Nurse practitioners are comparable with primary care physicians in curbing preventable hospitalizations among older patients with diabetes.
Nurse practitioners are comparable with primary care physicians in curbing preventable hospitalizations among older patients with diabetes.
Patients with chronic conditions like diabetes are encouraged to seek regular primary care to avoid unnecessary hospital admissions.
In light of the shortage of primary care physicians, more and more patients are turning to nurse practitioners for their regular primary care visits. In fact, the number of Medicare patients receiving primary care from nurse practitioners increased 15-fold between 1998 and 2010.
But patients receiving all of their primary care from nurse practitioners have raised concerns among some medical groups, which have argued that health outcomes for these patients may differ from those who receive primary care from physicians.
To put this opposing theory to the test, researchers from the University of Texas Medical Branch at Galveston compared the rate of potentially preventable hospitalizations among patients who received all primary care from nurse practitioners with those who received primary care from physicians.
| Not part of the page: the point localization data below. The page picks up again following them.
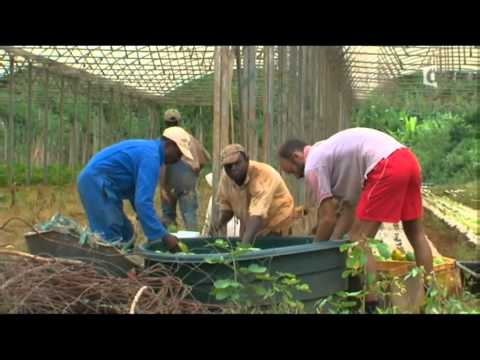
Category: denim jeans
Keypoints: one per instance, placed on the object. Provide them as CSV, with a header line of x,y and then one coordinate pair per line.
x,y
181,186
104,208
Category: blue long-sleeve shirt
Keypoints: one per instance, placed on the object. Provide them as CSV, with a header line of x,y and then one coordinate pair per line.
x,y
132,170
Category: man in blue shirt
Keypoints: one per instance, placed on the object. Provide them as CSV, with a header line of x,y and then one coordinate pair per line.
x,y
130,170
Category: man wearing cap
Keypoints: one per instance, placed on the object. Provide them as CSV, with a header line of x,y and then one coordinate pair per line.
x,y
255,193
130,170
179,180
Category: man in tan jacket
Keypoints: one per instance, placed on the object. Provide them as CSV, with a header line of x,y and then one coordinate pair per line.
x,y
179,180
255,193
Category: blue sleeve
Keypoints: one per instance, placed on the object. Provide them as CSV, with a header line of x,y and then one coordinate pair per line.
x,y
147,179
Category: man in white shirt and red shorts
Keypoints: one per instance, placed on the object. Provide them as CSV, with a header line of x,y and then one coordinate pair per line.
x,y
366,170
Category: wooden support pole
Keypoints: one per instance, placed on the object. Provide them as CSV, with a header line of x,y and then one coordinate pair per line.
x,y
11,125
268,103
252,104
301,92
29,123
284,93
62,121
241,97
217,99
101,119
75,125
88,128
316,93
223,61
129,110
45,126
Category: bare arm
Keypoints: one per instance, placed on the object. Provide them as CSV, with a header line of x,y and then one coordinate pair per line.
x,y
327,219
254,223
163,184
344,221
225,216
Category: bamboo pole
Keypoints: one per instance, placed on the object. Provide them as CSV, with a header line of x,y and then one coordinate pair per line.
x,y
241,97
217,99
100,120
29,124
88,128
62,125
75,125
268,103
11,125
45,127
252,118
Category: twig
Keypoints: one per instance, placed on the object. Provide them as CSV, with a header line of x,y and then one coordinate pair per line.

From a national sample of Medicare beneficiaries, the researchers identified 345,819 older patients with diabetes who received all primary care from nurse practitioners or generalist physicians in a given year.
Using potentially preventable hospitalizations as a quality indicator, the researchers concluded that primary care provided by nurse practitioners was “at least comparable with that provided by generalist physicians.”
In fact, “older diabetic patients who received all of their primary care from nurse practitioners had lower rates of potentially preventable hospitalization than those who received primary care from physicians in nonmetropolitan urban and rural areas,” said lead study author Yong-Fang Kuo, PhD, in a press release.
Dr. Kuo noted that this particular discovery in nonmetropolitan areas is important, given that there has been a shortage of physicians in rural areas for the past 3 decades. Those who do practice in rural areas may have a larger patient load, limiting their ability to spend sufficient time with patients or follow-up with them.
“In view of the growing role of nurse practitioners in the US health care system, information on the quality of nurse practitioner care holds broad clinical and public health relevance,” Dr. Kuo stated. “…These findings support previous research suggesting that nurse practitioners provide the same quality of clinical care as physicians.”
The previous research Dr. Kuo pointed to has shown that nurse practitioners spend more time with patients, give patients more information, and follow-up more frequently than primary care physicians.
The current study was titled “Potentially Preventable Hospitalizations in Medicare Patients With Diabetes: A Comparison of Primary Care Provided by Nurse Practitioners Versus Physicians” and published in the September 2015 issue ofMedical Care.